Lors de la Séparation des Églises et de l'État en 1905, il y avait quatre Unions nationales issues de l'ancienne Église réformée nationale : les Églises réformées évangéliques (orthodoxes), les Églises réformées unies (libérales), les Églises évangéliques libres et l'Église méthodiste.
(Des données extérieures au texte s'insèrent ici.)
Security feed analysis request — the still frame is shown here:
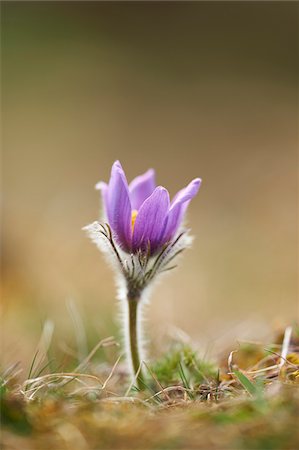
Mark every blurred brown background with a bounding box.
[2,2,298,366]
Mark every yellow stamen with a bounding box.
[132,209,138,231]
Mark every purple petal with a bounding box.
[133,186,169,254]
[164,178,201,242]
[95,181,108,215]
[129,169,156,211]
[107,161,132,251]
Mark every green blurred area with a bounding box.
[1,2,298,370]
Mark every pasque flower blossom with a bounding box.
[85,161,201,389]
[97,161,201,255]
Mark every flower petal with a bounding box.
[106,161,132,251]
[129,169,156,211]
[133,186,169,254]
[164,178,201,242]
[95,181,108,216]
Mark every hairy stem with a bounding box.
[128,297,144,389]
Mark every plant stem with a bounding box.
[128,297,144,390]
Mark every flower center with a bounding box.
[132,209,138,232]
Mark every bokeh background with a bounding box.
[1,2,298,370]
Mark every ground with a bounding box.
[1,327,299,450]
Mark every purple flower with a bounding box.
[97,161,201,255]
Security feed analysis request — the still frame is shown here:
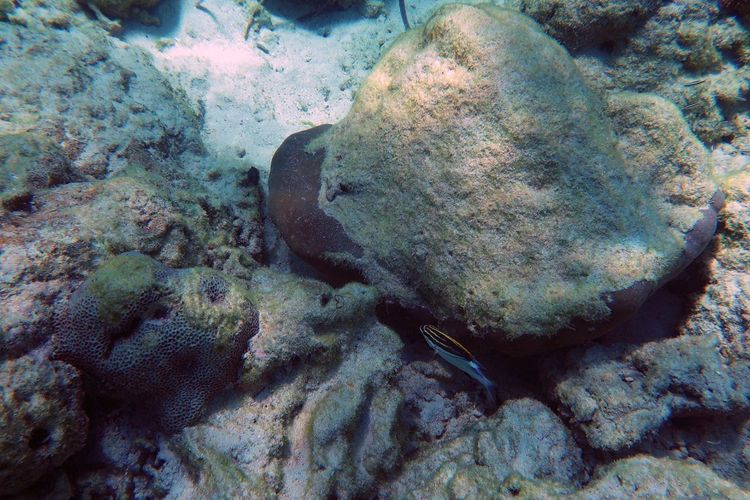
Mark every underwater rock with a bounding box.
[0,10,203,178]
[0,356,88,495]
[0,166,263,358]
[543,168,750,451]
[137,274,403,498]
[576,0,750,149]
[53,253,258,431]
[381,398,584,498]
[573,455,747,498]
[269,5,721,354]
[91,0,159,18]
[519,0,662,50]
[0,130,72,210]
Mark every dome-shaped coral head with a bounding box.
[269,5,721,354]
[54,252,258,431]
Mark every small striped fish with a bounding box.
[419,325,496,406]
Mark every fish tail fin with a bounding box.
[482,379,497,408]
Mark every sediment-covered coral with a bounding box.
[0,356,88,494]
[545,171,750,458]
[381,399,584,498]
[0,10,202,178]
[54,253,258,430]
[127,269,402,498]
[0,130,72,211]
[0,162,262,357]
[269,5,720,353]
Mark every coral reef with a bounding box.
[381,399,584,498]
[0,9,203,178]
[54,253,258,430]
[0,0,750,498]
[545,161,750,451]
[576,456,747,498]
[0,130,72,211]
[269,5,721,354]
[0,356,88,495]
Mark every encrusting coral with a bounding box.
[53,253,258,431]
[269,5,722,354]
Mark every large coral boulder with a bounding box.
[0,356,88,495]
[269,5,720,353]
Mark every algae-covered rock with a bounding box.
[54,253,258,430]
[543,168,750,451]
[91,0,159,17]
[0,356,88,494]
[520,0,662,49]
[381,399,583,498]
[147,274,403,498]
[575,455,748,498]
[269,5,720,353]
[0,130,72,210]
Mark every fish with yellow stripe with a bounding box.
[419,325,496,406]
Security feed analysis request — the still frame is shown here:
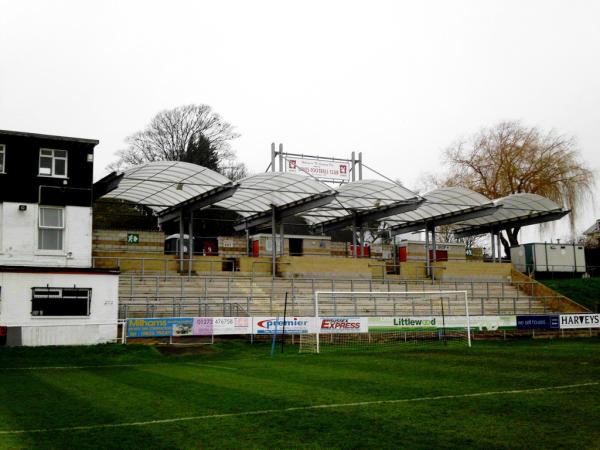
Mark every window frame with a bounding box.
[37,206,66,252]
[0,144,6,174]
[38,147,69,178]
[30,285,92,318]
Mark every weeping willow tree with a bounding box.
[442,121,594,255]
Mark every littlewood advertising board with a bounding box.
[286,157,350,181]
[368,316,517,332]
[127,314,600,338]
[559,314,600,329]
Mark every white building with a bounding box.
[0,130,118,345]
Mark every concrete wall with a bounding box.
[217,236,247,256]
[400,261,427,280]
[250,234,331,256]
[0,202,92,267]
[277,256,372,278]
[432,261,512,281]
[92,230,165,254]
[0,272,119,346]
[238,256,272,274]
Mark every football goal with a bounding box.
[300,291,471,353]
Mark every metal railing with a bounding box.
[119,274,572,317]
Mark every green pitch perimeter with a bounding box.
[0,339,600,449]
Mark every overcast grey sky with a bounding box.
[0,0,600,237]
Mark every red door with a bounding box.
[398,247,407,262]
[429,250,448,261]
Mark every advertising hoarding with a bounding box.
[286,157,351,181]
[252,316,316,334]
[318,317,369,334]
[559,314,600,329]
[127,317,194,337]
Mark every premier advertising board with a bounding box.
[127,317,252,338]
[127,314,600,338]
[252,316,316,334]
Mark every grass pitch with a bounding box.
[0,339,600,449]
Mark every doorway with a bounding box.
[289,238,304,256]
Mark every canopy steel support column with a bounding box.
[178,208,185,273]
[279,144,283,172]
[431,224,437,280]
[431,225,437,262]
[279,219,285,256]
[271,207,277,278]
[271,142,275,172]
[352,213,356,258]
[496,231,502,262]
[358,152,362,181]
[425,226,431,276]
[358,223,365,258]
[246,228,251,256]
[188,211,194,277]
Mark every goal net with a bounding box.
[300,291,471,353]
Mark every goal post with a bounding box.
[300,290,471,353]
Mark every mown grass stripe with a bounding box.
[0,382,600,435]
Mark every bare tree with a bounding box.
[442,122,594,255]
[109,104,246,176]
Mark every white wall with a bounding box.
[0,269,119,345]
[0,202,92,267]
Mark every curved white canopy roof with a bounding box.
[384,187,494,233]
[98,161,232,212]
[302,180,420,229]
[456,193,570,236]
[213,172,332,217]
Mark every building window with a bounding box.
[38,206,65,250]
[40,148,67,177]
[31,286,92,316]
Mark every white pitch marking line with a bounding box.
[0,363,238,371]
[0,382,600,435]
[184,363,238,370]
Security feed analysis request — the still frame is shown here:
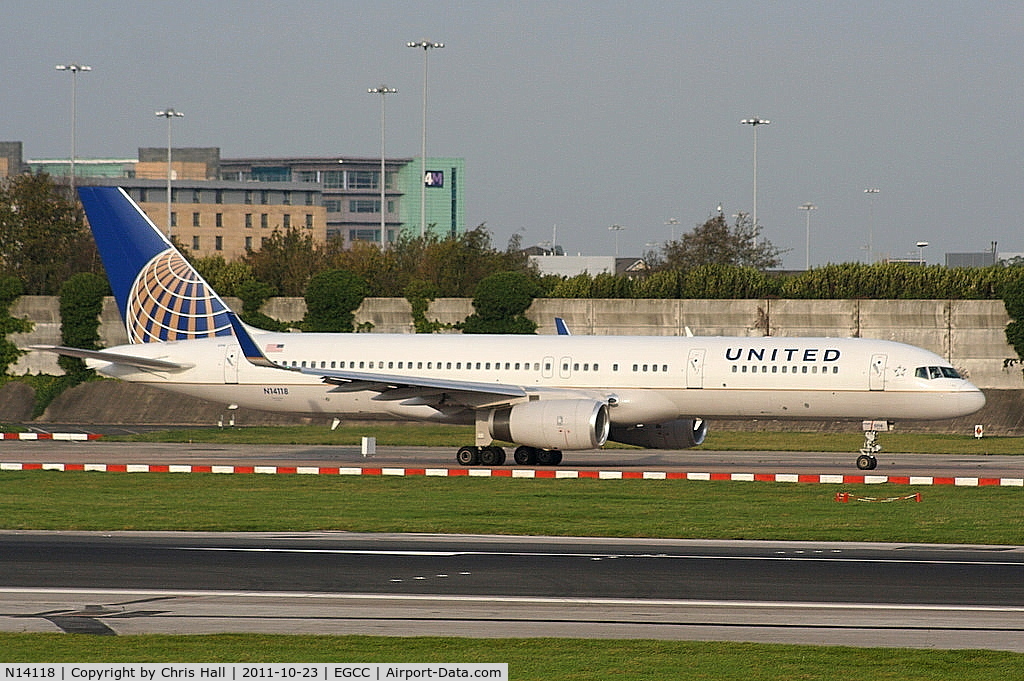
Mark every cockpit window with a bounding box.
[913,367,961,379]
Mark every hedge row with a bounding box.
[546,263,1024,300]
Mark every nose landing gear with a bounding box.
[857,421,893,470]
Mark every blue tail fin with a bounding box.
[78,186,231,343]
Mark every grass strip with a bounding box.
[106,422,1024,456]
[0,471,1024,545]
[0,634,1024,681]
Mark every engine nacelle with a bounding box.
[608,419,708,450]
[487,399,609,450]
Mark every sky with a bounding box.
[0,0,1024,269]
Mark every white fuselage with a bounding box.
[89,333,985,425]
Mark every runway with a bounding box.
[0,531,1024,652]
[0,440,1024,484]
[0,440,1024,652]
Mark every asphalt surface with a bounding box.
[0,533,1024,651]
[0,440,1024,652]
[0,439,1024,478]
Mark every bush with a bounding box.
[0,276,33,376]
[57,272,111,382]
[460,272,540,334]
[302,269,369,333]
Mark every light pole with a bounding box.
[797,202,818,269]
[157,108,184,240]
[918,242,928,267]
[56,63,92,189]
[406,40,444,237]
[665,217,679,241]
[740,117,771,233]
[367,85,398,249]
[864,187,882,265]
[608,224,626,256]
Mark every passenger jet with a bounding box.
[36,187,985,470]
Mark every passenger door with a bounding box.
[686,347,707,388]
[867,354,889,390]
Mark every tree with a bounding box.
[57,272,111,381]
[462,272,540,334]
[302,269,367,333]
[0,276,33,376]
[242,227,326,296]
[658,213,782,269]
[0,173,100,295]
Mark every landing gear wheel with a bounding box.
[480,445,505,466]
[857,454,879,470]
[537,450,562,466]
[512,444,537,466]
[455,446,480,466]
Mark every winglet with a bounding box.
[227,310,288,369]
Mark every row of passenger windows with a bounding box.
[913,367,961,379]
[732,365,839,374]
[286,359,669,373]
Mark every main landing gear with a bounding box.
[455,444,562,466]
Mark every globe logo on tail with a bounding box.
[125,249,231,343]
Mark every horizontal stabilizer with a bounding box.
[29,345,196,372]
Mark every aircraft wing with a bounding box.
[227,311,528,406]
[29,345,195,372]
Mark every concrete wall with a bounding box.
[11,296,1024,389]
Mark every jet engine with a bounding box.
[608,419,708,450]
[487,399,609,450]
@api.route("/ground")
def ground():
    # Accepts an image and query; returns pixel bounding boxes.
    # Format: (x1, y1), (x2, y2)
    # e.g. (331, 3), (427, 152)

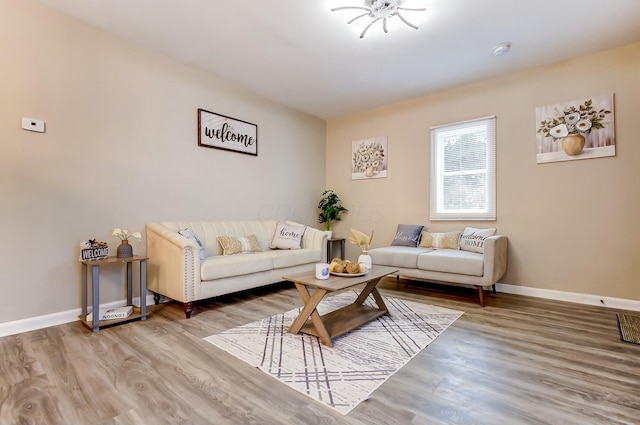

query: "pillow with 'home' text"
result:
(460, 227), (496, 254)
(269, 223), (307, 249)
(391, 224), (424, 247)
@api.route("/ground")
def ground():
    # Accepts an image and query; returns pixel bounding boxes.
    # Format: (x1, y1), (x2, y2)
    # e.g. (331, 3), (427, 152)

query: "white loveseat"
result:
(145, 220), (331, 318)
(369, 227), (507, 307)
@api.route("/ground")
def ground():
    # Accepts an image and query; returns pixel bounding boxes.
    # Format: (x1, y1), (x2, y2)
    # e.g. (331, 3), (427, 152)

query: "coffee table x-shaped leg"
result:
(289, 277), (389, 347)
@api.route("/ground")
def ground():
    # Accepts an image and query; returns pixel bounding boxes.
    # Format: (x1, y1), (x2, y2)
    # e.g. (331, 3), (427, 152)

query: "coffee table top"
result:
(282, 266), (398, 291)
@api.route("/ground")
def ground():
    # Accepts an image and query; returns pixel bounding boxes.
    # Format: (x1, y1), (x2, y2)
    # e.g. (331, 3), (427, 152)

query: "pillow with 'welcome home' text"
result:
(460, 227), (496, 254)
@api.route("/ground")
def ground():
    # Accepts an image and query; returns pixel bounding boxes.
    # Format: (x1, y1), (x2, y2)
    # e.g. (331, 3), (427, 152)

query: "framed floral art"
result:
(536, 93), (616, 164)
(351, 136), (388, 180)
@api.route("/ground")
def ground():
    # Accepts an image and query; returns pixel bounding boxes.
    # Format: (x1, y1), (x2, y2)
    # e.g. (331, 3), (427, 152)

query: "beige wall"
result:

À la suite de pourparlers engagés dès le début des années 30, sous l'impulsion notamment du pasteur Marc Boegner, et, probablement, d'un rapprochement vécu au niveau de l'aumônerie aux armées pendant la Grande Guerre, ainsi que du développement de la théologie barthienne dans les quatre Unions, le processus de « restauration de l'unité réformée » aboutit à la création de l'actuelle Église réformée de France, entre :

  • la majorité des Églises membres de l'Union des Églises réformées évangéliques ;
  • toute l'Union des Églises réformées ;
  • une minorité des Églises évangéliques libres (indépendantes de l'État avant 1905), mais représentant une majorité de leurs fidèles ;
  • la majorité de l'Église méthodiste.
Autres regroupements

Elle est, depuis des tentatives d'unité plus large, en pleine communion avec les trois autres Églises françaises qui sont également membres du Conseil œcuménique des Églises et signataires de la « concorde de Leuenberg » : l'Église évangélique luthérienne de France (avec laquelle un processus d'union est en cours depuis 2007) et les deux Églises protestantes d'Alsace-Lorraine. Elle constitue avec elles une Communion protestante luthéro-réformée.